The tongue is covered with thousands of small bumps called papillae, which are visible to the naked eye. Within each papilla are hundreds of taste buds. The exception to this is the filiform papillae that do not contain taste buds. There are between 2000 and 5000 taste buds that are located on the back and front of the tongue. Others are located on the roof, sides and back of the mouth, and in the throat. Each taste bud contains 50 to 100 taste receptor cells.

The sensation of taste includes five established basic tastes: sweetness, sourness, saltiness, bitterness, and umami.
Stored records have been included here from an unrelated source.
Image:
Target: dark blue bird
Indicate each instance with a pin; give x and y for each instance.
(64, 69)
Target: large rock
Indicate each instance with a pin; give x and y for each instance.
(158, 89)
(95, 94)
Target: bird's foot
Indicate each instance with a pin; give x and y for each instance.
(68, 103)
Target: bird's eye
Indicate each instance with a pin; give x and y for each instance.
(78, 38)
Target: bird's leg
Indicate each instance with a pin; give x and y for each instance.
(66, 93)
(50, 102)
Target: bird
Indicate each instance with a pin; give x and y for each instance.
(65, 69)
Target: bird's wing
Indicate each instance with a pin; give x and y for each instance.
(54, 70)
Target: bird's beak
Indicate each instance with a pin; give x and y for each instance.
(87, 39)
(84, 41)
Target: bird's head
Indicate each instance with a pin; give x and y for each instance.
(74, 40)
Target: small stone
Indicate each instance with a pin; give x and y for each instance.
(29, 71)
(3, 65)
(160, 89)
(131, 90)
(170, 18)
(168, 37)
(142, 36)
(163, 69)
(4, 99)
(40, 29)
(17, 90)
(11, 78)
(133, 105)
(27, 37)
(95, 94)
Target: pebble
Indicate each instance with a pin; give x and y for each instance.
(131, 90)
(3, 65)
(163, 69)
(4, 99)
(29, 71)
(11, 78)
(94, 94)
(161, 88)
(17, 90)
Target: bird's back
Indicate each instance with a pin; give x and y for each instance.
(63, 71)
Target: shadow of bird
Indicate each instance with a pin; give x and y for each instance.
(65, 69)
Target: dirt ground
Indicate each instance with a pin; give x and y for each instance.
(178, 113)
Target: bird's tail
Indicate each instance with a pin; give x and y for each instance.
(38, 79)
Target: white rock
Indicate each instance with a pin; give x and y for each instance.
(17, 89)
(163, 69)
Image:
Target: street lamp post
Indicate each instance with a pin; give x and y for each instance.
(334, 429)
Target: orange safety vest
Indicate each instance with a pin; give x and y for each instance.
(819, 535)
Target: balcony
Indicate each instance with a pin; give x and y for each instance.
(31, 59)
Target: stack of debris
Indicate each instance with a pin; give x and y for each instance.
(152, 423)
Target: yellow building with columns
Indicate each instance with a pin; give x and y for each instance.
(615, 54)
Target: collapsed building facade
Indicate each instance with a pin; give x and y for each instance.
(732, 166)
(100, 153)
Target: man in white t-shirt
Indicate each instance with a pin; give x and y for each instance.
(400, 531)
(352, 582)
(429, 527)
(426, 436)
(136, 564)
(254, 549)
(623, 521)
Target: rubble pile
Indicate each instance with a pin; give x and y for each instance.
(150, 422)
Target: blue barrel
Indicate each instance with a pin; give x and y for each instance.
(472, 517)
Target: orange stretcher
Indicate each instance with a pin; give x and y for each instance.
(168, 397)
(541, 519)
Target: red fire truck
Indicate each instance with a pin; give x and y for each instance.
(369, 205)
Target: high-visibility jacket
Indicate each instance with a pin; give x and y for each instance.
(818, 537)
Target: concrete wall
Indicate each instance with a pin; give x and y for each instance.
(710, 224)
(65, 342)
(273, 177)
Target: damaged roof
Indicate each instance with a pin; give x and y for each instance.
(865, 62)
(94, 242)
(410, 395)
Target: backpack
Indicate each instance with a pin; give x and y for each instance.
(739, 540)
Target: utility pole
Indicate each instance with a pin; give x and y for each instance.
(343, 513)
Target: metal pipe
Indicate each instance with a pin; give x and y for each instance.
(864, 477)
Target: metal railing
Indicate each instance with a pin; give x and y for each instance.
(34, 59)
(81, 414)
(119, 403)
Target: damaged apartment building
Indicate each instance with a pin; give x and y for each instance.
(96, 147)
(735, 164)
Scientific experiments have proven that these five tastes exist and are distinct from one another. Taste buds are able to differentiate among different tastes through detecting interaction with different molecules or ions. Sweet, umami, and bitter tastes are triggered by the binding of molecules to G protein-coupled receptors on the cell membranes of taste buds. Saltiness and sourness are perceived when alkali metal or hydrogen ions enter taste buds, respectively.

The basic tastes contribute only partially to the sensation and flavor of food in the mouth—other factors include smell, detected by the olfactory epithelium of the nose; texture, detected through a variety of mechanoreceptors, muscle nerves, etc.; temperature, detected by thermoreceptors; and "coolness" (such as of menthol) and "hotness" (pungency), through chemesthesis.

As taste senses both harmful and beneficial things, all basic tastes are classified as either aversive or appetitive, depending upon the effect the things they sense have on our bodies. Sweetness helps to identify energy-rich foods, while bitterness serves as a warning sign of poisons.

Among humans, taste perception begins to fade around 50 years of age because of loss of tongue papillae and a general decrease in saliva production. Humans can also have distortion of tastes through dysgeusia. Not all mammals share the same taste senses: some rodents can taste starch (which humans cannot), cats cannot taste sweetness but can taste ATP, and several other carnivores including hyenas, dolphins, and sea lions, have lost the ability to sense up to four of their ancestral five taste senses.